Blog: A better way of deleting historical data from a large highly concurrent SQL Server table meet GDPR compliance

One of our customers, a global digital media company, came to us with an interesting problem. As part of their General Data Protection Regulation (GDPR) compliance program, our client identified two tables that contained hundreds of millions of rows of historical user login data. GDPR states that you can process personal data while there is a contractual obligation with your client. However, once you terminate the contractual obligation and you have no legitimate interest with the data, deleting historical data protects against potential fines from the European Union (EU).

SQL Server table GDPR compliance

The first table with 800 million records included login data since the company had started. However, our client never really processed much of the data. To remedy this, we truncated the table, dropped the table from the database, and then removed the code that transferred the login records from the transaction table.

The second table, called  SiteActivity.UserLogins, presented an interesting challenge. This table contained 560 million rows, of which 500 million rows were older than their privacy statement limit of 90 days.
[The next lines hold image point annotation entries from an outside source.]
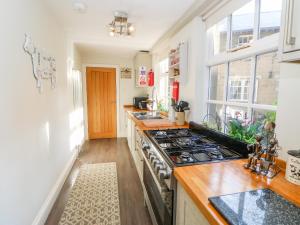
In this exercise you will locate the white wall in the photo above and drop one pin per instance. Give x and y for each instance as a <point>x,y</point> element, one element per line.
<point>194,89</point>
<point>127,87</point>
<point>288,112</point>
<point>35,130</point>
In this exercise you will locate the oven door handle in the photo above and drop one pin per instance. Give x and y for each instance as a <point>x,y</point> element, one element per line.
<point>160,188</point>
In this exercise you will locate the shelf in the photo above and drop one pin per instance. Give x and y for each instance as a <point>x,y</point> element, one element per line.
<point>174,66</point>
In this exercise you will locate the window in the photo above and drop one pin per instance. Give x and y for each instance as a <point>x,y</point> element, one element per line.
<point>267,79</point>
<point>239,78</point>
<point>243,86</point>
<point>238,90</point>
<point>163,85</point>
<point>217,81</point>
<point>214,117</point>
<point>243,25</point>
<point>220,36</point>
<point>270,16</point>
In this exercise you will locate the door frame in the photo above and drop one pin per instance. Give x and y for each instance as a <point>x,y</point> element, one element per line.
<point>117,68</point>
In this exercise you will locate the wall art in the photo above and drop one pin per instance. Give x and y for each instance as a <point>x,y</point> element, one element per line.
<point>126,73</point>
<point>43,65</point>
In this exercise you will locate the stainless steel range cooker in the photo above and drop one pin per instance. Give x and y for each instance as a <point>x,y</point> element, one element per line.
<point>165,149</point>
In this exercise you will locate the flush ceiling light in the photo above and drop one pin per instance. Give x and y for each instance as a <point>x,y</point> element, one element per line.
<point>120,25</point>
<point>79,6</point>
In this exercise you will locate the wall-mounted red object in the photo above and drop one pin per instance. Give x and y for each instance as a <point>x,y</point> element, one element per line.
<point>175,90</point>
<point>151,78</point>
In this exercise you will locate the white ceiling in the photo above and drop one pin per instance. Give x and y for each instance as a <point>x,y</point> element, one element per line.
<point>151,18</point>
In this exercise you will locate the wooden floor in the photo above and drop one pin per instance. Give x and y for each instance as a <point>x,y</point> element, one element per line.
<point>133,211</point>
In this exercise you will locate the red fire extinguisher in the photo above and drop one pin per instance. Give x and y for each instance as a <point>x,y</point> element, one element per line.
<point>175,90</point>
<point>151,78</point>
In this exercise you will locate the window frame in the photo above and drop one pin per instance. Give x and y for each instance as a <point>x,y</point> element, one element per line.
<point>164,74</point>
<point>259,46</point>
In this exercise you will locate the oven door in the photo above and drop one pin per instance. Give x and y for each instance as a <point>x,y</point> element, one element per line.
<point>161,199</point>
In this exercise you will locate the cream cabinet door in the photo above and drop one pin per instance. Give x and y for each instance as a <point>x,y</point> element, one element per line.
<point>187,212</point>
<point>129,136</point>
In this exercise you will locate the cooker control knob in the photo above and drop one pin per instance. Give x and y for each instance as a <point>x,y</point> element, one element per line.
<point>152,157</point>
<point>149,153</point>
<point>155,162</point>
<point>146,147</point>
<point>163,174</point>
<point>159,166</point>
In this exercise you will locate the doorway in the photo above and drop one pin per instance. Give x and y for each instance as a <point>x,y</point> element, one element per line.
<point>101,102</point>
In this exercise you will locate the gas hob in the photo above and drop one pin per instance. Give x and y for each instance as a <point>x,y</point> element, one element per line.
<point>186,147</point>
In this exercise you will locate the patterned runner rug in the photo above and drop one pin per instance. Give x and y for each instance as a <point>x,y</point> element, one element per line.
<point>94,198</point>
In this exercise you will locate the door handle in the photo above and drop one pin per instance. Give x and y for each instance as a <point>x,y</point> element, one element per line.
<point>290,40</point>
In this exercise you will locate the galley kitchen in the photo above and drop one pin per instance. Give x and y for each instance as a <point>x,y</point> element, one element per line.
<point>135,112</point>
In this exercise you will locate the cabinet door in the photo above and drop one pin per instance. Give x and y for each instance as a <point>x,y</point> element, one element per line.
<point>129,132</point>
<point>187,212</point>
<point>133,136</point>
<point>291,26</point>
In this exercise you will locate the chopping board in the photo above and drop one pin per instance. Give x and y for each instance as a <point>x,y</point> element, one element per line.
<point>158,123</point>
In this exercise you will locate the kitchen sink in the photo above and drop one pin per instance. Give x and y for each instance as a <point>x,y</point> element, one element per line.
<point>147,115</point>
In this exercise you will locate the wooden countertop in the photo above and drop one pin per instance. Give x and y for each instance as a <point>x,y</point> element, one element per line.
<point>213,179</point>
<point>140,125</point>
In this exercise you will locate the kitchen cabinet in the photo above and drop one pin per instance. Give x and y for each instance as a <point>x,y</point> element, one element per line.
<point>290,31</point>
<point>135,146</point>
<point>187,212</point>
<point>131,135</point>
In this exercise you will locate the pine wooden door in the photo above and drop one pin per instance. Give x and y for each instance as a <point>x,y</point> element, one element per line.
<point>101,102</point>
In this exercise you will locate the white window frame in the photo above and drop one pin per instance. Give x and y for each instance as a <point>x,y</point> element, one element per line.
<point>164,74</point>
<point>259,46</point>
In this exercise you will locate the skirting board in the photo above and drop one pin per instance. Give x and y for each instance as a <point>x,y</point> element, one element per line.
<point>43,213</point>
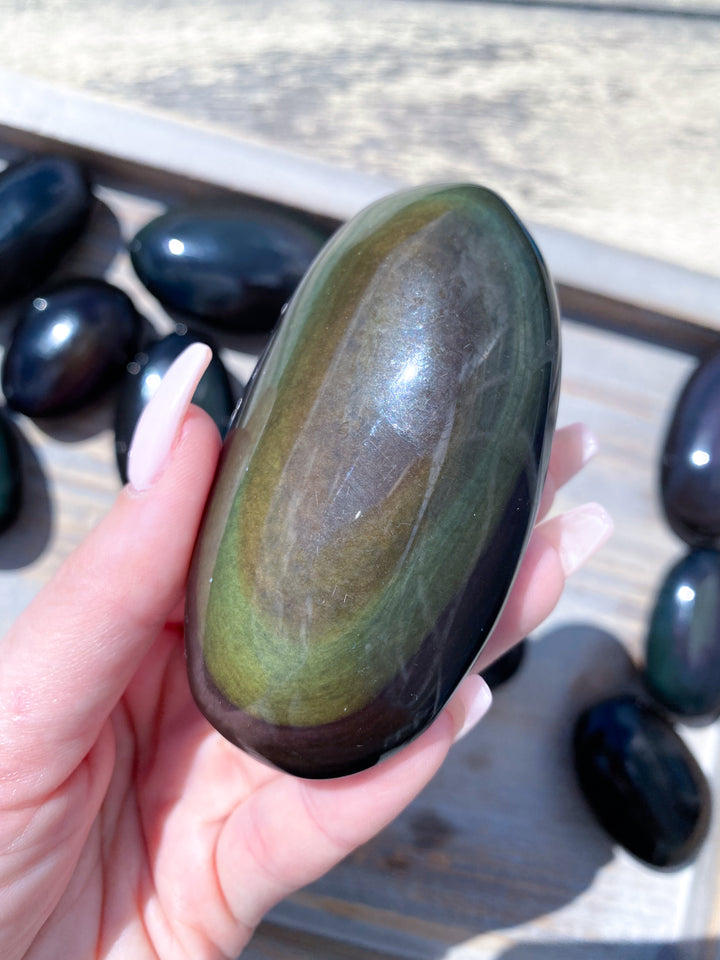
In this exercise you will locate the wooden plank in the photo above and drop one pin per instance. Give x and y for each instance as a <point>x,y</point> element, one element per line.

Since GDPR dictates that you must store data for the shortest time possible, 500 million records were in violation of the GDPR regulation and our client was vulnerable to significant fines. To make matters worse, every time a user logged into their system, their system wrote a record to the UserLogins table.

Problems deleting historical data from a large highly concurrent database

So, what could possibly go wrong with the following simple SQL statement?

1
DELETE FROM SecuritySchema.tbApplicationUsers WHERE LastLoginDate <= GETDATE() - 90

Essentially, SQL Server always acquires an exclusive lock on the table and holds onto it until it completes the transaction. This means that no one can actually log into their system until SQL Server completes the deletion of 500 million rows. In addition, the SQL Server fully logs the action in the transaction log. To make the problem even more interesting, the database participated in an Always On Availability Group cross-region replication on AWS with EC2 instances. In essence, the application would die a certain death as EBS drives supporting the database for the primary and secondary replicas exceed their IOPS thresholds!

As part of their research on the topic, our developers came across a blog post titled Deleting Historical Data from a Large Highly Concurrent SQL Server Database Table that looked promising. The author pointed out, deleting row by row using a WHERE clause with the primary key avoids blocking issues. SQL Server processes the delete statement very quickly and avoids the long blocking problem. The proposed solution by the author generates a large SQL script that SQLCMD executes that contains one DELETE statement per row.

Since we had a pre-production environment, our development team gave the approach a shot. Soon, it became clear that the author never tested this approach with 500 million delete statements. Our team estimated it would take almost 2 days to complete the operation. To make matters worse, our team still needed to create a new non-clustered index for the remaining 60 million rows. This could have resulted in blocking issues again for new transactions.

Another approach for deleting historical data

One of our solution architects proposed a solution that could potentially avoid the blocking problem, limit extra disk activity, and reduce network traffic between the primary and secondary replica servers.

The solution goes something like this:

  • Create a clone _Temp table with the exact same structure, including the column names, data types, and foreign key constraints.
  • For this empty _Temp table, create the indexes identical to the original table and then add the brand new non-clustered indexes (per requirement).
  • Run an insert with a select statement, so as to insert the last 90 days’ worth of data from the current table into the new _Temp table.
  • Rename the tables to switch the places. The current production table becomes the _Old table and the _Temp table becomes an active production table.
  • Take the delta data that came into the _Old table while we were renaming it and insert it to the new production table.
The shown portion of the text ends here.